GLM dependent_vars BY fixed_factors [/METHOD = SSTYPE(type)] [/DESIGN = interaction_0 [interaction_1 [... interaction_n]]] [/INTERCEPT = {INCLUDE|EXCLUDE}] [/MISSING = {INCLUDE|EXCLUDE}]
The GLM
procedure can be used for fixed effects factorial Anova.
The dependent_vars are the variables to be analysed.
You may analyse several variables in the same command in which case they should all
appear before the BY
keyword.
The fixed_factors list must be one or more categorical variables. Normally it does not make sense to enter a scalar variable in the fixed_factors and doing so may cause PSPP to do a lot of unnecessary processing.
The METHOD
subcommand is used to change the method for producing the sums of
squares. Available values of type are 1, 2 and 3. The default is type 3.

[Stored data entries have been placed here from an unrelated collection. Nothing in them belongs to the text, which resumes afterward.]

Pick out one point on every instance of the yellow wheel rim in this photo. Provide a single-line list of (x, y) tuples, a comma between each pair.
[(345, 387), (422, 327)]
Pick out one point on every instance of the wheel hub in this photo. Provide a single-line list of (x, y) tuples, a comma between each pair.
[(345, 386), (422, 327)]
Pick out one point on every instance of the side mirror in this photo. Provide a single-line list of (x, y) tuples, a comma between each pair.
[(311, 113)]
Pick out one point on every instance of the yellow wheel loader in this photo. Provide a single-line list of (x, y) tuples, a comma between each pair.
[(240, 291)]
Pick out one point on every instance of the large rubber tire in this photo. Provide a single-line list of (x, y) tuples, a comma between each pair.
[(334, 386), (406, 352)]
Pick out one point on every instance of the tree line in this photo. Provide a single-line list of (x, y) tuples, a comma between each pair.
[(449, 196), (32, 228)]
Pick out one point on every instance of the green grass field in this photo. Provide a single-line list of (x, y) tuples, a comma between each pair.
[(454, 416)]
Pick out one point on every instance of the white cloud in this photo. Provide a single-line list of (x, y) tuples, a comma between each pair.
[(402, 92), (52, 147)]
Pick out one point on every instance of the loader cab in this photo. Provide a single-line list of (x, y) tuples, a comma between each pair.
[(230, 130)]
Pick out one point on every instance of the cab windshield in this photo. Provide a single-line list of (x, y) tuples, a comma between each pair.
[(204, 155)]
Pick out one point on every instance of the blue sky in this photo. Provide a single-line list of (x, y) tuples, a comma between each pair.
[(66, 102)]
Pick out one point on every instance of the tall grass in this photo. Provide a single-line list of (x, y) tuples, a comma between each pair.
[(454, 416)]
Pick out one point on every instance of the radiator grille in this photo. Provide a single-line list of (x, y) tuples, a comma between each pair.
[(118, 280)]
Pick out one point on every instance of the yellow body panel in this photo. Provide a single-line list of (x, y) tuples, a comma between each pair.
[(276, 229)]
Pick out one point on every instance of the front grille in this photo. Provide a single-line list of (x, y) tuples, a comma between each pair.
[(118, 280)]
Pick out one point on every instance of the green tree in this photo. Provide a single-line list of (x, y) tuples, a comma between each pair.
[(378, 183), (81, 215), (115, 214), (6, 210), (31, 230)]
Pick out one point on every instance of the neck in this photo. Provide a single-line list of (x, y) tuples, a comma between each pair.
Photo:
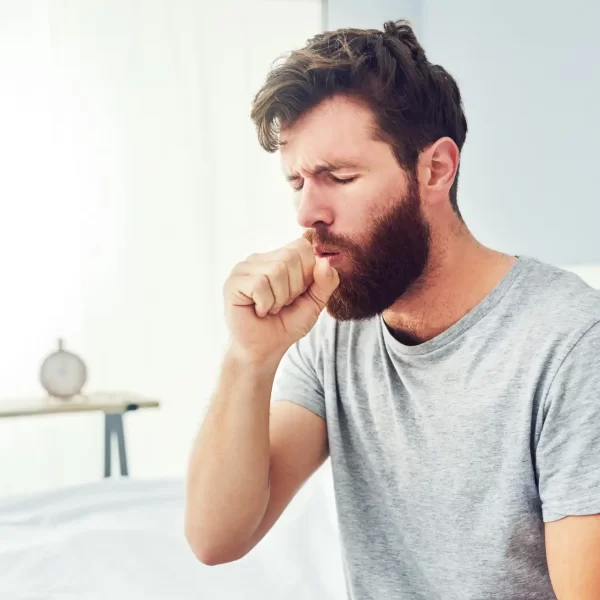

You may specify a custom design using the DESIGN
subcommand.
The design comprises a list of interactions where each interaction is a
list of variables separated by a ‘*’. For example the command
GLM subject BY sex age_group race /DESIGN = age_group sex group age_group*sex age_group*race
specifies the model subject = age_group + sex + race + age_group*sex + age_group*race.
If no DESIGN
subcommand is specified, then the default is all possible combinations
of the fixed factors. That is to say
GLM subject BY sex age_group race
implies the model subject = age_group + sex + race + age_group*sex + age_group*race + sex*race + age_group*sex*race.
The MISSING
subcommand determines the handling of missing
variables.
If INCLUDE
is set then, for the purposes of GLM analysis,
only system-missing values are considered
to be missing; user-missing values are not regarded as missing.
If EXCLUDE
is set, which is the default, then user-missing
values are considered to be missing as well as system-missing values.
A case for which any dependent variable or any factor
variable has a missing value is excluded from the analysis.